Sunday, 15 August 2010

How to Lose Friends & Alienate People

We see many people around us everyday. And we relate ourselves with them through various relations - family, friends, best friends, wife , husband, son,daughter ... the list is never ending. Some People people stick with us throughout the life whom we call family. Maybe it is how the world exists. Some people find us inside themselves and come near to us, they are friends. And very few cross the boundary of resistance which we draw around us , enter in our lives and becomes the necessity of our life. We never know the growth of affection for them and they become best friends. It is a very revolving process wherein we took lots of time to have such feeling for those fellas. And suddenly as day passes by we feel the bonding getting stronger and stronger and suddenly time comes (which we never know) when we start telling , suggesting everything to them, the smallest thing which we do, we feel like taking their opinion. May be this is what people call as Best Friends.

It takes months of journey , may be years to feel that he / she is the one and we with each passing day we become so casual , we stop thinking things from their perspective, with having the belief that they are us, we are them. And this is the phase when unknowingly you start alienating your best friends. We always have the confidence that he doesn't need our special show of affection as he understands us as we do ourselves. And he starts feeling the sense of ignorance which of course is not true. And this is the time when they start drifting away , you without knowing that what is happening. It starts from very small things , you start feeling that you are being ignored but in fact the reality is that your friends are drifting away as you do not have time for them, as if you no more care for them . Some people are very good at it who behave based on the nature of their friends, but the unlucky ones doesn't realize it and when they realize they feel so ashamed of themselves that they just cant stand it and start suffering the loneliness , cursing themselves, making points to prove themselves. The more they get involved in such things the more they get drifted away. It ultimately disappoints them, discourages them , the friends think that they shouldn't have given him that place and there comes the end.

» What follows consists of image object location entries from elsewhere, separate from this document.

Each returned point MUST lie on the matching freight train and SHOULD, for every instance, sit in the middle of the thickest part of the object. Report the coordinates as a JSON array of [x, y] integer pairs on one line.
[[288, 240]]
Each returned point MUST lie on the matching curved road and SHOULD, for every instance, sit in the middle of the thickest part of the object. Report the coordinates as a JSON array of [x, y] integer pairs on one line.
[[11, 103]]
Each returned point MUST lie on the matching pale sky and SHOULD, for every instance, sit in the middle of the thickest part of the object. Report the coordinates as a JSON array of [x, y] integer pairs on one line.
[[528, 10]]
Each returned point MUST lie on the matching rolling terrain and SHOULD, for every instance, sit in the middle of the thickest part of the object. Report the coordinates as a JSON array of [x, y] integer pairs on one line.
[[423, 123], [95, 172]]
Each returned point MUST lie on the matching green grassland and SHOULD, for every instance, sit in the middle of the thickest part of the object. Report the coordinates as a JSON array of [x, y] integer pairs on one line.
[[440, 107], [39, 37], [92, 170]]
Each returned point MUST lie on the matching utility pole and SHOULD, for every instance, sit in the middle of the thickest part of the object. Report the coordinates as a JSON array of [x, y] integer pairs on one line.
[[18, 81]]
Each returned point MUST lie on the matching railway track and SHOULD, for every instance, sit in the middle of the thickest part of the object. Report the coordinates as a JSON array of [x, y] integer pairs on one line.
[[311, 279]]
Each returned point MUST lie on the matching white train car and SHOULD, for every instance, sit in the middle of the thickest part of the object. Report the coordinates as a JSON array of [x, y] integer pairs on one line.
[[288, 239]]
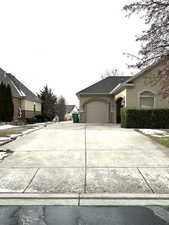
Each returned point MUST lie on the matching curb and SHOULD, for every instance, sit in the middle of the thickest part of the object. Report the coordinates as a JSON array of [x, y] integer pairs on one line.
[[85, 199]]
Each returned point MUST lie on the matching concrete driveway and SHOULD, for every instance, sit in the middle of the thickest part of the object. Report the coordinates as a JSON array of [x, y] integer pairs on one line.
[[79, 158]]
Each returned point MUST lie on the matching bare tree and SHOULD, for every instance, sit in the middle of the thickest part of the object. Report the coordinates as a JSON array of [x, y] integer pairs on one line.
[[155, 40]]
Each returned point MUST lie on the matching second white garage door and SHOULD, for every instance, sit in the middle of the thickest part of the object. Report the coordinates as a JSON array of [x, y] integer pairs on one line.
[[97, 112]]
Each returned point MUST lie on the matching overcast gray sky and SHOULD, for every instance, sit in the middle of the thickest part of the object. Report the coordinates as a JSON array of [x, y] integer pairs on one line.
[[65, 44]]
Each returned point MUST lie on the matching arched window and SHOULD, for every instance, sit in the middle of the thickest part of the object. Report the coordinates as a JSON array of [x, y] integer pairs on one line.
[[146, 99]]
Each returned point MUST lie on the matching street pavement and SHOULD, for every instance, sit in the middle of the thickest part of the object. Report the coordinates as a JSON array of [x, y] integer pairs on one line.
[[85, 158], [52, 215]]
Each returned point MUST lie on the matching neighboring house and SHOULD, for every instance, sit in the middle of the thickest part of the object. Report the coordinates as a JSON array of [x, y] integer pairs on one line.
[[69, 110], [101, 102], [26, 103]]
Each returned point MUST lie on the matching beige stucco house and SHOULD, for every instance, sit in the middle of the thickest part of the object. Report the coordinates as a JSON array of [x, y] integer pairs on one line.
[[102, 101], [26, 103]]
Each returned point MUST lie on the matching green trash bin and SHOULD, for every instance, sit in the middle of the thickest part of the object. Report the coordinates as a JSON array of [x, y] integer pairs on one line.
[[75, 117]]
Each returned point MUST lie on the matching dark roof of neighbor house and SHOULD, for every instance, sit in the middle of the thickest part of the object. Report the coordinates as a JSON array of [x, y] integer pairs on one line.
[[69, 108], [18, 89], [104, 86]]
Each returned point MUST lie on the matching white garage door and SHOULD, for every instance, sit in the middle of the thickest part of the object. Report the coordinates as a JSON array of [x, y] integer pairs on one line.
[[97, 112]]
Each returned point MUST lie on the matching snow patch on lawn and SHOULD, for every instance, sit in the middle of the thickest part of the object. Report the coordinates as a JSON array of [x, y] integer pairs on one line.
[[153, 132], [3, 155], [5, 127]]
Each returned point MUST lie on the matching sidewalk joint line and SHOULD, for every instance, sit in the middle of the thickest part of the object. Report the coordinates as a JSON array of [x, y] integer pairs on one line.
[[79, 199], [85, 181], [30, 181], [146, 181]]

Here starts the process of loosing friends and alienating people. We reach to the point where there is no come back . Whole life we have to live with the guilt feeling that we couldn't save the friends whom we would have treasured and it leaves a strong itching feeling deep inside the heart. We meet with the same people everyday , do pleasantries and show as if nothing has happened , without knowing or understanding the feelings of those around us, the same-ones who use to make out things with our face seems strangers. The same people whom we believed we understand very well becomes alien for us. We meet but the same boundary wall comes between us which has taken months / years of time to break. The pain of loosing them hurts a lot but we start living with it because none other than us have alienated them.

Changes are inevitable. The friends are the same , but the attitude has changed. We still are friends and share things , may be hide our secrets now, the same secrets which at some point of time was the ,ost important thing to share, and we behave as nothing has happened , though knowing deep inside that the affection has somehow decreased from either side. And the worst is we cannot do anything, may be this is the way life goes on, we take years to build a bridge and a small torment act drift people away from us.

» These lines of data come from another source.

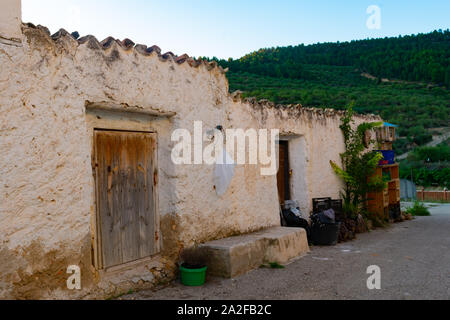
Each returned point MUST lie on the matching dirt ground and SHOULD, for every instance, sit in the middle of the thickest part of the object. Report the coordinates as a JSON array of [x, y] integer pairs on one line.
[[414, 258]]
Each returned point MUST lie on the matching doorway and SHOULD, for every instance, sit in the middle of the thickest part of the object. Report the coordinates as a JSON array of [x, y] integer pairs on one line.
[[284, 172], [126, 181]]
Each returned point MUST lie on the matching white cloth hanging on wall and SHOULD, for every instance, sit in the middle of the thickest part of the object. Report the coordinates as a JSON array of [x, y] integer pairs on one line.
[[224, 173]]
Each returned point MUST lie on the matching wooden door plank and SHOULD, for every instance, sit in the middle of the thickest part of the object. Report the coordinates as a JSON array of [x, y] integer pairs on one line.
[[126, 195]]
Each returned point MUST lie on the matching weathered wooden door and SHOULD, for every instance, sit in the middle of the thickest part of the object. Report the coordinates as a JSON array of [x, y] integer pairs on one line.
[[284, 172], [126, 196]]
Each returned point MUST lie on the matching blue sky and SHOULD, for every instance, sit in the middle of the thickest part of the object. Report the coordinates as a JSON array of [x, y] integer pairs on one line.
[[233, 28]]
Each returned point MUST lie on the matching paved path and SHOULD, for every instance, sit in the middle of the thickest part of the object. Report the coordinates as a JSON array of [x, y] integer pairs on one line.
[[414, 258]]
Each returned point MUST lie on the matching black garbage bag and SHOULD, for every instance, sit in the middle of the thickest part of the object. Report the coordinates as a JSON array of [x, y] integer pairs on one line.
[[324, 229], [294, 221]]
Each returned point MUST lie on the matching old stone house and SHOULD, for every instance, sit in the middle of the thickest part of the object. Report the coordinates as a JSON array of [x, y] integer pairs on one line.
[[74, 110]]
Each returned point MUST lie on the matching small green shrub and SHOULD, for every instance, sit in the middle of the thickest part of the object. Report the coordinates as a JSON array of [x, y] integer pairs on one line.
[[419, 210]]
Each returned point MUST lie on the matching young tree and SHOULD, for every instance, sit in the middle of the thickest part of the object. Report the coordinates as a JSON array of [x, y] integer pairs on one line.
[[359, 165]]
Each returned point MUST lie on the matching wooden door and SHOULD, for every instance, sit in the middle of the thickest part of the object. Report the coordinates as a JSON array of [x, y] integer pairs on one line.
[[126, 196], [283, 172]]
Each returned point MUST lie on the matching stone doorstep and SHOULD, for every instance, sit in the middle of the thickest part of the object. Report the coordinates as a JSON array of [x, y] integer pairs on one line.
[[231, 257]]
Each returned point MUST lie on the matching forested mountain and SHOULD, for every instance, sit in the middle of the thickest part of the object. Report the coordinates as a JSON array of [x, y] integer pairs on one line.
[[404, 79]]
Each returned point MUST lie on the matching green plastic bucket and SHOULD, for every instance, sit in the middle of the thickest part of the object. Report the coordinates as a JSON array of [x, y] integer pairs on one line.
[[193, 277]]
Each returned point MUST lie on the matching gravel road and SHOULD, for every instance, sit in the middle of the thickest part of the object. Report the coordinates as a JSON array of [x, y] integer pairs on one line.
[[414, 258]]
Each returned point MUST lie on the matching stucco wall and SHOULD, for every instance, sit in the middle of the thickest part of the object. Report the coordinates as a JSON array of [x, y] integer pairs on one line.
[[47, 201], [10, 20]]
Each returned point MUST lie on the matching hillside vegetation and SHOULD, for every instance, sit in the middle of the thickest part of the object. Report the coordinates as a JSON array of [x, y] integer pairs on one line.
[[403, 79]]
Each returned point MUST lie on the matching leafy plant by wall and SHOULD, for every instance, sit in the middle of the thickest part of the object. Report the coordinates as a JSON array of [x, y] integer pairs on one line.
[[359, 166]]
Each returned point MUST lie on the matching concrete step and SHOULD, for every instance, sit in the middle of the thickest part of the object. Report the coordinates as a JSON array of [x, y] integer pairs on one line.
[[231, 257]]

There is nothing right or wrong here, its just a way of nature to give us experience in life, to make us feel that we cannot avoid almighty's presence in life. If HE had sent that friend as a saviour in life , HE can take it away whenever HE wants and we just have to accept it.

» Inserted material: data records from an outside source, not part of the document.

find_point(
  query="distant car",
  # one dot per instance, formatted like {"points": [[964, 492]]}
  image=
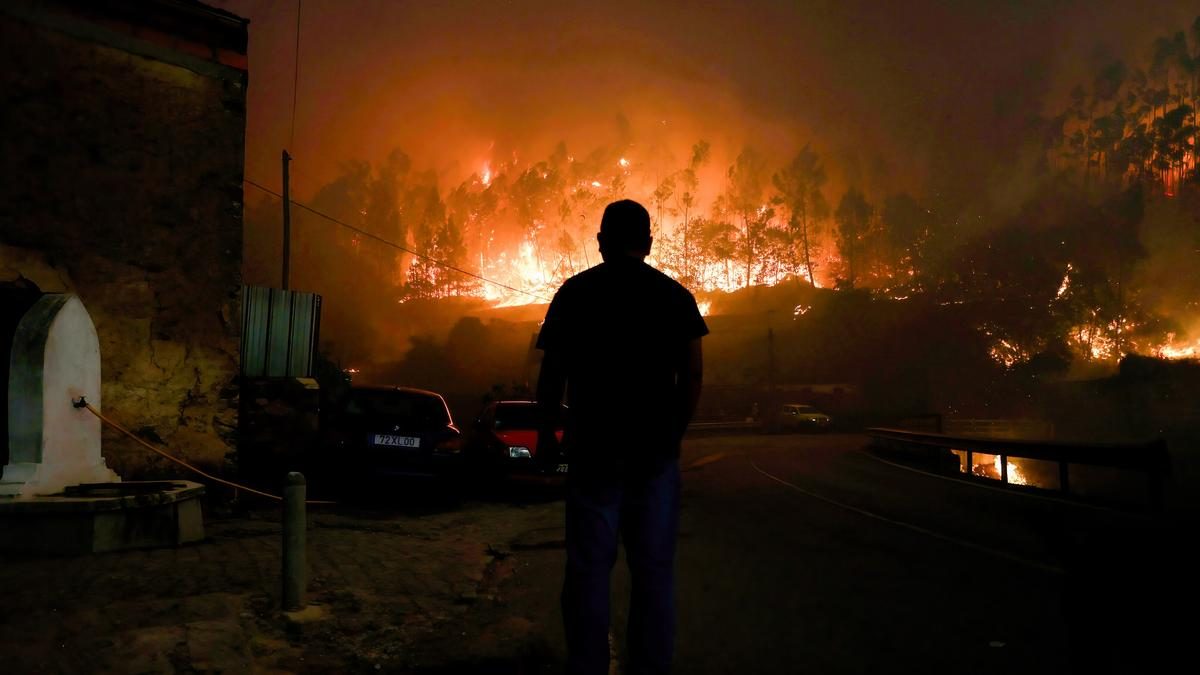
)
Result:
{"points": [[802, 417], [394, 431], [504, 438]]}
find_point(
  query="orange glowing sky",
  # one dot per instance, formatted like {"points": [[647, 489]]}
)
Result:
{"points": [[923, 95]]}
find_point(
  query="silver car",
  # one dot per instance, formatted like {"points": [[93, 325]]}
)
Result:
{"points": [[802, 417]]}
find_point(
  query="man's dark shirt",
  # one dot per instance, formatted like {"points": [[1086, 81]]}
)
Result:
{"points": [[622, 332]]}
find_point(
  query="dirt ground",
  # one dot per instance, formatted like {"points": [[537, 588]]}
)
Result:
{"points": [[397, 585]]}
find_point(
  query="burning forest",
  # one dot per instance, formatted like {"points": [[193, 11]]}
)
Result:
{"points": [[1090, 257]]}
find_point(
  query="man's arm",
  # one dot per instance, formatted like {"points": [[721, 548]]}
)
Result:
{"points": [[690, 381], [551, 386]]}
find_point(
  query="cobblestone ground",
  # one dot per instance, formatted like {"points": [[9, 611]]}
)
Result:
{"points": [[393, 590]]}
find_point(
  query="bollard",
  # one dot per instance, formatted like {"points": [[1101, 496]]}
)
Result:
{"points": [[295, 525]]}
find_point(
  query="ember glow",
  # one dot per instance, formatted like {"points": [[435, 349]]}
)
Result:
{"points": [[487, 157]]}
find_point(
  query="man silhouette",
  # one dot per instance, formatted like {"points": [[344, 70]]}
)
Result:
{"points": [[623, 340]]}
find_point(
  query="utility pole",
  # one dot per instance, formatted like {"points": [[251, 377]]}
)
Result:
{"points": [[287, 222]]}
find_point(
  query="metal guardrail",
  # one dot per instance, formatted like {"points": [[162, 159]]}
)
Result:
{"points": [[1149, 458], [700, 426]]}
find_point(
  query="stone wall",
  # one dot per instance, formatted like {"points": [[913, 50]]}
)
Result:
{"points": [[123, 184]]}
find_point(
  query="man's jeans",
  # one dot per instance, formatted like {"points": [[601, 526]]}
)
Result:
{"points": [[646, 509]]}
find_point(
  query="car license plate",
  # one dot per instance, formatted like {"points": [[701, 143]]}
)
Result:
{"points": [[396, 441]]}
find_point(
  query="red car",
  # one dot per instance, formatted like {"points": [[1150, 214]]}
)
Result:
{"points": [[505, 437]]}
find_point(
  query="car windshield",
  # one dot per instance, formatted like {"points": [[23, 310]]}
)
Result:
{"points": [[516, 416], [409, 407]]}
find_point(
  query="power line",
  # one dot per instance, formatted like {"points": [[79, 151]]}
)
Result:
{"points": [[394, 245]]}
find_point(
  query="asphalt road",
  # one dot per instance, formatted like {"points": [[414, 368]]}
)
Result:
{"points": [[804, 554]]}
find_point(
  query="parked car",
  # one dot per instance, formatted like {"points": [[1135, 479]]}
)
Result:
{"points": [[393, 431], [802, 417], [504, 437]]}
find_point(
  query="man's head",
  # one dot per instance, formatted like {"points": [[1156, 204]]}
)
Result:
{"points": [[624, 231]]}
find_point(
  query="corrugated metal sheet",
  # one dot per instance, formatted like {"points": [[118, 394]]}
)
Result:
{"points": [[280, 332]]}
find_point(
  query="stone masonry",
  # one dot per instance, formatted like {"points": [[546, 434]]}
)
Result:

Life goes on... SOmetimes we alienate friends sometimes we get alienated, either way we both get hurt. If given a chance we should always try to rectify the mistakes which we had made, even if sometimes we feel that we were right, we should acknowledge it as our mistake to save the precious gems of our lives. If we do not do it, or get late in accepting it, I bet we loose. We lose the ones with whom we had enjoyed the best of our times, who had brought out the best of us and have branded us the best...

Never be late, else afterwards you always end up searching what could have made you Lose the friends and Alienate people.